I'm trying to figure out whether compatibilism (SEP, Wikipedia) is falsifiable, a metaphysic, or something else. One way to get at this is to take a Popperian approach, and ask whether any conceivable observation could prove compatibilism to be false. This is different from proving libertarianism to be true; I would be interested in knowing if it has to be compatibilism or libertarianism, or whether there are other options.
One answer I've come across is that if we could show that there is no such thing as 'mind', then compatibilism would be trivially false. That is, suppose that there is too much overlap between my mind and your mind, then the thing that makes a decision is some combination of the two minds, putting into question the idea that individual minds make decisions. I'm skeptical of this type of answer, because it seems to merely beg the question of whether 'mind' was defined properly before getting to compatibilism.

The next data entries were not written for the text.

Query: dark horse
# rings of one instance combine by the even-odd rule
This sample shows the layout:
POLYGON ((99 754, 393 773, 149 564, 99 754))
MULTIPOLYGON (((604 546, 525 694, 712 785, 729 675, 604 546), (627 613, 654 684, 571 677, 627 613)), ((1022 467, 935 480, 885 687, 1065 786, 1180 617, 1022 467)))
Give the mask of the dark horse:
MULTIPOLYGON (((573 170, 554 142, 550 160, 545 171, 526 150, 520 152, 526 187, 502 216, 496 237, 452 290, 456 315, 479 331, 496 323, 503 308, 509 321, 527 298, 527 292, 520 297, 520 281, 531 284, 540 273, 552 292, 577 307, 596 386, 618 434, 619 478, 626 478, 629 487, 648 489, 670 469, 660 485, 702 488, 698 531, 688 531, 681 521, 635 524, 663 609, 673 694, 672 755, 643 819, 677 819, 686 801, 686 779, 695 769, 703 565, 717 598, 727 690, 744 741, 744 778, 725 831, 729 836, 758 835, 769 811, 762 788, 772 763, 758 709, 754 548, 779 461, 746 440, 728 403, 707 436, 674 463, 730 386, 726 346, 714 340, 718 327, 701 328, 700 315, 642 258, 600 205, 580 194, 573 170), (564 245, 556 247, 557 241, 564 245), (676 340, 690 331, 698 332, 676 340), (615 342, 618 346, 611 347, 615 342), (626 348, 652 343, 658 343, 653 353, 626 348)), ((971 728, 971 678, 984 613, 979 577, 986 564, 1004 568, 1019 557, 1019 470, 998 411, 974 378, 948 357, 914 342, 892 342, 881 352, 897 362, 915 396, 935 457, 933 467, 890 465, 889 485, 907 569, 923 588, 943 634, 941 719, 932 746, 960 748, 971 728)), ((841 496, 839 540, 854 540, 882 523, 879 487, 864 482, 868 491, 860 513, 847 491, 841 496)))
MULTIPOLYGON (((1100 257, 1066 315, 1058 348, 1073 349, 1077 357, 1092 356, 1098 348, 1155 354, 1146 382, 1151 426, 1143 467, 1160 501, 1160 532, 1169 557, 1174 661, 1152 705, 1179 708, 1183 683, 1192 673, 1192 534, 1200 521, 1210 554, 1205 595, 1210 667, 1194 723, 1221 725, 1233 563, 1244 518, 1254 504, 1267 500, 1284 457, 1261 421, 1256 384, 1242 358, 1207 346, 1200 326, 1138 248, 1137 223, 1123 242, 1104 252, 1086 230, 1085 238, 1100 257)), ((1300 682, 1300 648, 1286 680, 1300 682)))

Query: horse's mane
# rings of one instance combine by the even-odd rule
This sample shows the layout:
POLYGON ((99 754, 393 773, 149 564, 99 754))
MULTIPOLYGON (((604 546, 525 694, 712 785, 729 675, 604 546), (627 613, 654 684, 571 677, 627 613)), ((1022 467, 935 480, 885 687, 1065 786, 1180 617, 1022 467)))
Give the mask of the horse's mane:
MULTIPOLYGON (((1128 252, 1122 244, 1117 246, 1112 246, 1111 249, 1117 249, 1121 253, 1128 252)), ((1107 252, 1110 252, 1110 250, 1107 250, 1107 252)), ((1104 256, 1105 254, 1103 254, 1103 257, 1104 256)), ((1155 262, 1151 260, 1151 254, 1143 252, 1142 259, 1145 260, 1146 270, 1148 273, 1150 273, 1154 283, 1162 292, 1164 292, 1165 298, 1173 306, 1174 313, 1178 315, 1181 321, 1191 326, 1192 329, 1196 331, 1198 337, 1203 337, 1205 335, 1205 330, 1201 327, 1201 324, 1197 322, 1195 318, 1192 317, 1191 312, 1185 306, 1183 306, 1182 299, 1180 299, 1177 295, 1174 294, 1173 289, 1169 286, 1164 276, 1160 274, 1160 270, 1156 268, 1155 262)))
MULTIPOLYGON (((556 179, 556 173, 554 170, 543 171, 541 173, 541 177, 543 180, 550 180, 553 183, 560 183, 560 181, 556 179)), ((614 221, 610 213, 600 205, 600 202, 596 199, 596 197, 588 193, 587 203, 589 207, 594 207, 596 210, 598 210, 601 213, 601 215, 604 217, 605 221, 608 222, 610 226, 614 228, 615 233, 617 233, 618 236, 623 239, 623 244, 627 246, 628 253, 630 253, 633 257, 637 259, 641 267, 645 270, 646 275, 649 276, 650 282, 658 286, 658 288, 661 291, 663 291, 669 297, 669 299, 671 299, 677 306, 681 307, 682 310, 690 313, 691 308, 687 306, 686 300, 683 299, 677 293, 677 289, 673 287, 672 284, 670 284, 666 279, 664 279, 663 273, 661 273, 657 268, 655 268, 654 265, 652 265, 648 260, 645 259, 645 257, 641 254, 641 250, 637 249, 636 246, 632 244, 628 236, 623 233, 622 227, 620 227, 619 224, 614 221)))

It may be interesting to note that dualism does not rescue us from compatibilism, unless we allow [apparent] paradox to reside there, instead of insisting that the logic that applies to particles and fields applies to whatever is in the other realm. There is no reason to suppose that 'reasoning' and 'logic' and 'choice' would be thought of differently in a nonphysical realm. Either the choice was founded in reasoning and observation, or it was random. Or we could say that choices have rational and irrational components. Where would the room for libertarian free choice be found? Surely purely random choices cannot be considered 'libertarian'? Here I'm assuming a dichotomy between compatibilism and libertarianism, which may be in error. Consider this paragraph a search for what might falsify compatibilism, a search which failed.